Los espectáculos de Genty saben abrirse puertas, jugar con diversas lecturas y aceptar todo tipo de interpretaciones. Viajeros inmóviles, creación de 1996, no es la excepción. Hasta en el uso de los elementos que manipula (papel de embalar, plásticos) toma una ruta clara que explica el mismo Genty. "Todos los materiales que usamos tienen la energía de algo que continúa, que se recrea, que se recicla permanentemente. Como si todos estuviéramos en un largo viaje. Por eso, en la obra, cuando todo parece terminar; aparece un bebe que dice «papá». Para nosotros, ése es el signo de la esperanza."
De esperanza ellos saben. De encuentros, de ciclos y de despedidas, también. Por eso, después de una tarde entre té verde y fotos de su casa en el campo, asoman la cabeza por la ventana del departamento como si fueran dos chicos y, entre risas, desean un buen viaje.
En un rincón de la palaciega y socialista estación Kievkaya-kotsevaya hay una señora con el delantal puesto que maneja un puesto para sacarse fotos carnet, algo que, convengamos, ya no se usa, ya nadie reclama, ya nadie necesita.
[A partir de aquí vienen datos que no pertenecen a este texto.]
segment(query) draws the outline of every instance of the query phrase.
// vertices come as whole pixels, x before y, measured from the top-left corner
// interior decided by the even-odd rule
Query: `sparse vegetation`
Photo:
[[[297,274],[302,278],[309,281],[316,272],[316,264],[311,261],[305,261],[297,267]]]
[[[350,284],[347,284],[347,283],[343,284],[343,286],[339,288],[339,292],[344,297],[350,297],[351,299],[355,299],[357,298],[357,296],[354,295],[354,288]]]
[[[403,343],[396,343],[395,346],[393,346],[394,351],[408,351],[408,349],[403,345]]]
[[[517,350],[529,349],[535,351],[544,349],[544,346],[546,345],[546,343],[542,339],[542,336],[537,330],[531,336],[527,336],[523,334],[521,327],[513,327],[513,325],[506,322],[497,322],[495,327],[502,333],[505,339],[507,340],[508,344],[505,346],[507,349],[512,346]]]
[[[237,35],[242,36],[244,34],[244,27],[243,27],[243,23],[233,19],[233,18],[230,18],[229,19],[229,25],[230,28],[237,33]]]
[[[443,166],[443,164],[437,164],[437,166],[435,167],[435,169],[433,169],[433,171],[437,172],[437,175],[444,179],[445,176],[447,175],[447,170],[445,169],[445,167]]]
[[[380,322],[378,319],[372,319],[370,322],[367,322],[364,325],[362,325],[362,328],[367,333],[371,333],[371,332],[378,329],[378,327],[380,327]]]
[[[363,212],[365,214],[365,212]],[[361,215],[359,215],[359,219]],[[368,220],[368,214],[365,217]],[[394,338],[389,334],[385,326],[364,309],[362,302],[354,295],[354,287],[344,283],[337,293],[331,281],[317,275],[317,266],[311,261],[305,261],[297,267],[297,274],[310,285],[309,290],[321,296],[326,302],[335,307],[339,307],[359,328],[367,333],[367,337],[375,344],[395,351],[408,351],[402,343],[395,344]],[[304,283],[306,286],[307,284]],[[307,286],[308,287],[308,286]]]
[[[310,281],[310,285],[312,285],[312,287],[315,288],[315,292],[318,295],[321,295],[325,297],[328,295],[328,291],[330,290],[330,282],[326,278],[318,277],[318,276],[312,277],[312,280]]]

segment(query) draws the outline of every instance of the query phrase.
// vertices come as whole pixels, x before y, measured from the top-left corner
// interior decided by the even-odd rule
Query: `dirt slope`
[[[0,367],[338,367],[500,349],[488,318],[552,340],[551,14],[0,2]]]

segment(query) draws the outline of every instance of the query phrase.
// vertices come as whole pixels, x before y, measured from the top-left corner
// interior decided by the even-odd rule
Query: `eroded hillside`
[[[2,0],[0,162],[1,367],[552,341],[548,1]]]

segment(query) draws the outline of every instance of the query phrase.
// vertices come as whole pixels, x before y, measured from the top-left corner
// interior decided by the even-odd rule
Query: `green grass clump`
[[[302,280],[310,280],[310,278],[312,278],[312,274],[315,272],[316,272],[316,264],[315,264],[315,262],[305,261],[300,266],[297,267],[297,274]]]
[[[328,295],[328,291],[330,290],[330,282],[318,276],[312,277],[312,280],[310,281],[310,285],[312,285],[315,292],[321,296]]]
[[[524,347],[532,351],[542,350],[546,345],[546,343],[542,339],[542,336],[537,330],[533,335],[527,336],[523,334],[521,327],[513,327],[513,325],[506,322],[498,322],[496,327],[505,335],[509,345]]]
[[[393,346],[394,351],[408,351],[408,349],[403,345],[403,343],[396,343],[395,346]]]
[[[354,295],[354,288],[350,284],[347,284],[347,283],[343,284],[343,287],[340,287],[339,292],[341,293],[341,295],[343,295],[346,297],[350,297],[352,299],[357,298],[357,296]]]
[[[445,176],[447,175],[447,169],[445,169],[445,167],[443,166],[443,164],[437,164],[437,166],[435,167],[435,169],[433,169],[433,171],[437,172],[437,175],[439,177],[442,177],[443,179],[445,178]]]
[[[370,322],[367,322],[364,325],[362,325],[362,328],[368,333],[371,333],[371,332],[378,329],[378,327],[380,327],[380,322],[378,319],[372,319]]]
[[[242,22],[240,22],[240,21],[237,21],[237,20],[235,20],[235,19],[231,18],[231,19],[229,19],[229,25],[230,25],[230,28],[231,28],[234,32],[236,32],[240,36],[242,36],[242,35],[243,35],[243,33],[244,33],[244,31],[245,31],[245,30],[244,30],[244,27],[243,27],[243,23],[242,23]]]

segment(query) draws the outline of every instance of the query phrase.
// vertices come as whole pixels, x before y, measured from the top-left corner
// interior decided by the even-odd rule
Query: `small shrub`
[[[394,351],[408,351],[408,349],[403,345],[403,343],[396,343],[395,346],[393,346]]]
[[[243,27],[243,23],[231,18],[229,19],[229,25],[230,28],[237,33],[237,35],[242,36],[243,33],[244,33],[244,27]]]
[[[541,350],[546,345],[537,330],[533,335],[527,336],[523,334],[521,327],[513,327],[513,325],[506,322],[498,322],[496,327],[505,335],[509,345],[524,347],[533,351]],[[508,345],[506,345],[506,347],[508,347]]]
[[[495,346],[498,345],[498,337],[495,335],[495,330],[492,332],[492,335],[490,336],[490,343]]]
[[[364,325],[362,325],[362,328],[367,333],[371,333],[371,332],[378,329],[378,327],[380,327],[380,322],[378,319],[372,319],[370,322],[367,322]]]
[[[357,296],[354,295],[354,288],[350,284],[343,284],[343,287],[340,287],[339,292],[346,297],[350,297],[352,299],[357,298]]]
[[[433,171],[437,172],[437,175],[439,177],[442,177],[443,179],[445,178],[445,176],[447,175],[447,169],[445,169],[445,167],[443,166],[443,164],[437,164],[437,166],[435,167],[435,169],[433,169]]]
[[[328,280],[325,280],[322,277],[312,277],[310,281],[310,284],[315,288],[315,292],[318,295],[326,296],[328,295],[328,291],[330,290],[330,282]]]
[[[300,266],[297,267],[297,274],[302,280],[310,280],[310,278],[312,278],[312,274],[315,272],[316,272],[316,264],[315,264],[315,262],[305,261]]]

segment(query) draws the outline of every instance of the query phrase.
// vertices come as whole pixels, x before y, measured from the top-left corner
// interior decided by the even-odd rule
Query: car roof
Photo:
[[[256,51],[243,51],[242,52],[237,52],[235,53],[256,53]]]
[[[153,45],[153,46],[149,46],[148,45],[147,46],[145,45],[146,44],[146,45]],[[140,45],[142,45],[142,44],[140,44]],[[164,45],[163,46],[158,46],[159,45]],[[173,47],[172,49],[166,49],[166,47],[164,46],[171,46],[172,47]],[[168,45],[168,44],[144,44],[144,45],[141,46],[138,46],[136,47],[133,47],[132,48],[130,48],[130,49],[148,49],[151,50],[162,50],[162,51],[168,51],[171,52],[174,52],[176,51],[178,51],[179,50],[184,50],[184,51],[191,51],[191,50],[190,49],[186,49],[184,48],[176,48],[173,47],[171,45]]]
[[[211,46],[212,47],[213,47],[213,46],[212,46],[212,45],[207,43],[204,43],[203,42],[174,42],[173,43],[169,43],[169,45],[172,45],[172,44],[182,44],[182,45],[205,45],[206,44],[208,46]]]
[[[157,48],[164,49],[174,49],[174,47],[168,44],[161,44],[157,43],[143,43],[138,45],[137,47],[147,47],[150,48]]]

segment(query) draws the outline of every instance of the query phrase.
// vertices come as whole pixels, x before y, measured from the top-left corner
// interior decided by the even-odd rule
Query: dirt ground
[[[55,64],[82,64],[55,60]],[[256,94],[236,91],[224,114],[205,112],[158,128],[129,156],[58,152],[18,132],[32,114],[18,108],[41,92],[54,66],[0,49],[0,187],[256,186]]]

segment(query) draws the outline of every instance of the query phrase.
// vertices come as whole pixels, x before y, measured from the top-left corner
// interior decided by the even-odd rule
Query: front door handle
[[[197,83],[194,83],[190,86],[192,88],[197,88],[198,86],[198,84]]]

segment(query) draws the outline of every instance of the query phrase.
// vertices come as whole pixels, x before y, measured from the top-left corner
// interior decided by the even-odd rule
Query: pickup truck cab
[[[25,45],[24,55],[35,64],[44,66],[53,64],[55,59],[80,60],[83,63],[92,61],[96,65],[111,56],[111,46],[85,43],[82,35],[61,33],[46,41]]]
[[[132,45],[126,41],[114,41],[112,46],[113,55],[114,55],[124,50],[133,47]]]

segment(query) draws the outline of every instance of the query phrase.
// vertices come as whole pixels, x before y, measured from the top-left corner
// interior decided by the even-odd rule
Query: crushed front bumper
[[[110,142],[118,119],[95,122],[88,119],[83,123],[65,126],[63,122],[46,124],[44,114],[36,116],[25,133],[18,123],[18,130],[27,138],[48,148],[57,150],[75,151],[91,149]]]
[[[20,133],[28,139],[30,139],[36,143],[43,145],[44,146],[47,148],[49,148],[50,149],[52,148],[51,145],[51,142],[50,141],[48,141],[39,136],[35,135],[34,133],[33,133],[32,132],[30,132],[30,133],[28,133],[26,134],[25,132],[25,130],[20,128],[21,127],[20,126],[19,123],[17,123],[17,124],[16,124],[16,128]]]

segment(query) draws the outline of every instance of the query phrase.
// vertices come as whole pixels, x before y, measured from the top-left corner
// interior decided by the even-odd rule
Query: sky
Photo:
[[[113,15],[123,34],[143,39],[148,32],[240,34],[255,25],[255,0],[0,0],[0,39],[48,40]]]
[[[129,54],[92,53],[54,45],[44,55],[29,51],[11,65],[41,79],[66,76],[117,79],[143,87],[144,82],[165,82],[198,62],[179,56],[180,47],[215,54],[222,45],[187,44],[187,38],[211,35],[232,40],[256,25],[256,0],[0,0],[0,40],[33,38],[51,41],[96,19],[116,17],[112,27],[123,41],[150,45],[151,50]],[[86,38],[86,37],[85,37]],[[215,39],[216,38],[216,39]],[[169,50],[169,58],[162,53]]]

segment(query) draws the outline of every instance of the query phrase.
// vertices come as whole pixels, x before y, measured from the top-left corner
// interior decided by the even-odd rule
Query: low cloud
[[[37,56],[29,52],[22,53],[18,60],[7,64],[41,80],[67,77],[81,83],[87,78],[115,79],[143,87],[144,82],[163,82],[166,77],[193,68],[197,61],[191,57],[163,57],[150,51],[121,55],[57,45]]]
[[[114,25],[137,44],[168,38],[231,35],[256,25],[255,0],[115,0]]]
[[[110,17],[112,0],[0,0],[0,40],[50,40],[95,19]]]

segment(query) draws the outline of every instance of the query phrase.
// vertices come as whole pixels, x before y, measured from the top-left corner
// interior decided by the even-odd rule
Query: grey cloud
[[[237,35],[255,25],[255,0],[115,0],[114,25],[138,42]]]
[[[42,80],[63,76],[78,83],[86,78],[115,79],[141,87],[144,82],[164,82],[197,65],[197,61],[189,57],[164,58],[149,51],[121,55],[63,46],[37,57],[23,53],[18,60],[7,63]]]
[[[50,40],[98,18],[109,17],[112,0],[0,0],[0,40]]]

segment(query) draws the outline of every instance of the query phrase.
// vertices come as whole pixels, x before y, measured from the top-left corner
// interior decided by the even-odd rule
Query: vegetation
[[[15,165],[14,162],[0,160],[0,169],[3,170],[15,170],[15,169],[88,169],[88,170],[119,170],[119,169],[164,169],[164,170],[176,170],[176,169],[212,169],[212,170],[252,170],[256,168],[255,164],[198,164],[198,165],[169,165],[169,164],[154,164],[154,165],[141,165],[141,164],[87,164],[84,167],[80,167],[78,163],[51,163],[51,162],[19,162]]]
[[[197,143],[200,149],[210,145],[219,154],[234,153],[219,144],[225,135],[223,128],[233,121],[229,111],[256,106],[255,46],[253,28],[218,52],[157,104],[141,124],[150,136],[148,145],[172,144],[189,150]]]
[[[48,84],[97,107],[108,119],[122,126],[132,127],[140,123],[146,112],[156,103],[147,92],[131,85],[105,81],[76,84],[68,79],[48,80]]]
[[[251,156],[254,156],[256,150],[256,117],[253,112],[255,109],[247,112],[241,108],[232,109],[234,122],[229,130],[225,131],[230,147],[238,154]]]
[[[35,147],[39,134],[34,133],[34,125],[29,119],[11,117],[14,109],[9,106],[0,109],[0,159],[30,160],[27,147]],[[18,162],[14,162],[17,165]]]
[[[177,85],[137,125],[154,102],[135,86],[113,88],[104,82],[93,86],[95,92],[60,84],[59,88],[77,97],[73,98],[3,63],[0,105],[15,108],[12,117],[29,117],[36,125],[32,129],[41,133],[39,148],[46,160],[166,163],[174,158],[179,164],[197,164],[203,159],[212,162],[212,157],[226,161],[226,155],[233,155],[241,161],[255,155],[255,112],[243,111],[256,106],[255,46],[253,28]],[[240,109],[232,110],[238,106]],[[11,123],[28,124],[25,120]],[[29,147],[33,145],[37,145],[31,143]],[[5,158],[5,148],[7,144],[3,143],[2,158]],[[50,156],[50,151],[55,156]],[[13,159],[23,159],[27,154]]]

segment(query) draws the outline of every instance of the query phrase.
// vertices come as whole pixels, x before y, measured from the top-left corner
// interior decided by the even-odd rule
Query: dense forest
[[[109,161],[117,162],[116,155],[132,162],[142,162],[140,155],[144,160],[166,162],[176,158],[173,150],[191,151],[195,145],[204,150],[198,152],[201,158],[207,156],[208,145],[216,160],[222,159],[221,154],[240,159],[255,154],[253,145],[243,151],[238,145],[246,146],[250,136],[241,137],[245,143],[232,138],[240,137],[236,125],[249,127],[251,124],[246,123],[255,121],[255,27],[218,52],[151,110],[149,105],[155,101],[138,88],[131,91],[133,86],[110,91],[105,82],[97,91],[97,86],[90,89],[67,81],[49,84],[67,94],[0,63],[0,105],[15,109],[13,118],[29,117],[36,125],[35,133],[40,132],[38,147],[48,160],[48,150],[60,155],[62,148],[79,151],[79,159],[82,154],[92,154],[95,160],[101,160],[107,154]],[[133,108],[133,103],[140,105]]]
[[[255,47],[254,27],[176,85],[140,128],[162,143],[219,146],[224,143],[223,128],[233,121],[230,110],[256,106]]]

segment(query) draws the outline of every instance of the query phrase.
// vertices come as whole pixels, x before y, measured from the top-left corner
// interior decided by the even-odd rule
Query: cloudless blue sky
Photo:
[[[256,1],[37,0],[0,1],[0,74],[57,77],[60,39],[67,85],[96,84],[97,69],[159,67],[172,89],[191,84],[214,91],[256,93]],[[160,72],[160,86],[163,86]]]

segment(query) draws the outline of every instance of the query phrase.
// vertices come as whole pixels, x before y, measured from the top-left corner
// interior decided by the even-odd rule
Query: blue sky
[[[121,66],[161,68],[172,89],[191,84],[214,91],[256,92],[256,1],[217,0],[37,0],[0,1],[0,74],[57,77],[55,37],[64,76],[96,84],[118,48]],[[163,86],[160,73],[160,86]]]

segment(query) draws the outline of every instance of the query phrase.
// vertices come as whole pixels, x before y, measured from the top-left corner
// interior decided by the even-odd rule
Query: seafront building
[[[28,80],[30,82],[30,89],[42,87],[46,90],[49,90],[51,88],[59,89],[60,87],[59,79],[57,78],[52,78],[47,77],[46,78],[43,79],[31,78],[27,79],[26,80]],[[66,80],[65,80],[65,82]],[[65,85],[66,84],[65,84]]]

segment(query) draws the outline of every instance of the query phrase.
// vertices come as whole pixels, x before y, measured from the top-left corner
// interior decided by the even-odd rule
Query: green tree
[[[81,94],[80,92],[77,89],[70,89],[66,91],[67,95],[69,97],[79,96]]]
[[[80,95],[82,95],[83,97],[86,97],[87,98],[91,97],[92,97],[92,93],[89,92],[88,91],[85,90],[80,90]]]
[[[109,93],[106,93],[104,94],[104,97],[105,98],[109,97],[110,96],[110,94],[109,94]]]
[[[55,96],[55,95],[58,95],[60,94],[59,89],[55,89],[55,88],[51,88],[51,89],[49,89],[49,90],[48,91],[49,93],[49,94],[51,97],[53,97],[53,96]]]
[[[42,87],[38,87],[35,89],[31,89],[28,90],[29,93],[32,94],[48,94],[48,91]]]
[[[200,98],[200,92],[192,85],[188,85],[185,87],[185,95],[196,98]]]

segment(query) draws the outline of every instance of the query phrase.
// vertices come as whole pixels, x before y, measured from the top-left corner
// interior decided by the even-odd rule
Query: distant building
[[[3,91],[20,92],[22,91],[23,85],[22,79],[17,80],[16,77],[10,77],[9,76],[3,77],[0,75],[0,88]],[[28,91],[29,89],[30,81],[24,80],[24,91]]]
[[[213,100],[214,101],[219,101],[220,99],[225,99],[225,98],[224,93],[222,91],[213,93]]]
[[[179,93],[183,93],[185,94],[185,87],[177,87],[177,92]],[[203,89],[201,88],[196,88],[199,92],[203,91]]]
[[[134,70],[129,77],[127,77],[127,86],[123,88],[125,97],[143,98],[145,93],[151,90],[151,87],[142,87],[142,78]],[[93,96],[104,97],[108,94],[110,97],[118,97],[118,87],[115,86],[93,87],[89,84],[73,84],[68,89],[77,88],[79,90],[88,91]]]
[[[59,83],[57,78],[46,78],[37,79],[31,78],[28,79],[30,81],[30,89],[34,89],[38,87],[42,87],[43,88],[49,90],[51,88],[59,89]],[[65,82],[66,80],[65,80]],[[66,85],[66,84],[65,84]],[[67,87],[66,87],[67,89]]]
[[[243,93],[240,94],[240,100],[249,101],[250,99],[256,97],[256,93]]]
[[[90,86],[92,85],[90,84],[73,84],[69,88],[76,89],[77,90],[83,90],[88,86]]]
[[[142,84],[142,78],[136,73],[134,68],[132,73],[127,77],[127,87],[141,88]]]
Las fotos que están como muestrario están un tanto amarillentas y a la cortina se le notan las décadas. En plena hora pico, mientras cientos de pasajeros circulan por el lugar a paso rápido, ella está abstraída, detenida en su propio tiempo, haciendo algo así como unas palabras cruzadas. Ahora que lo pienso, quizá también de ello hable Viajeros inmóviles.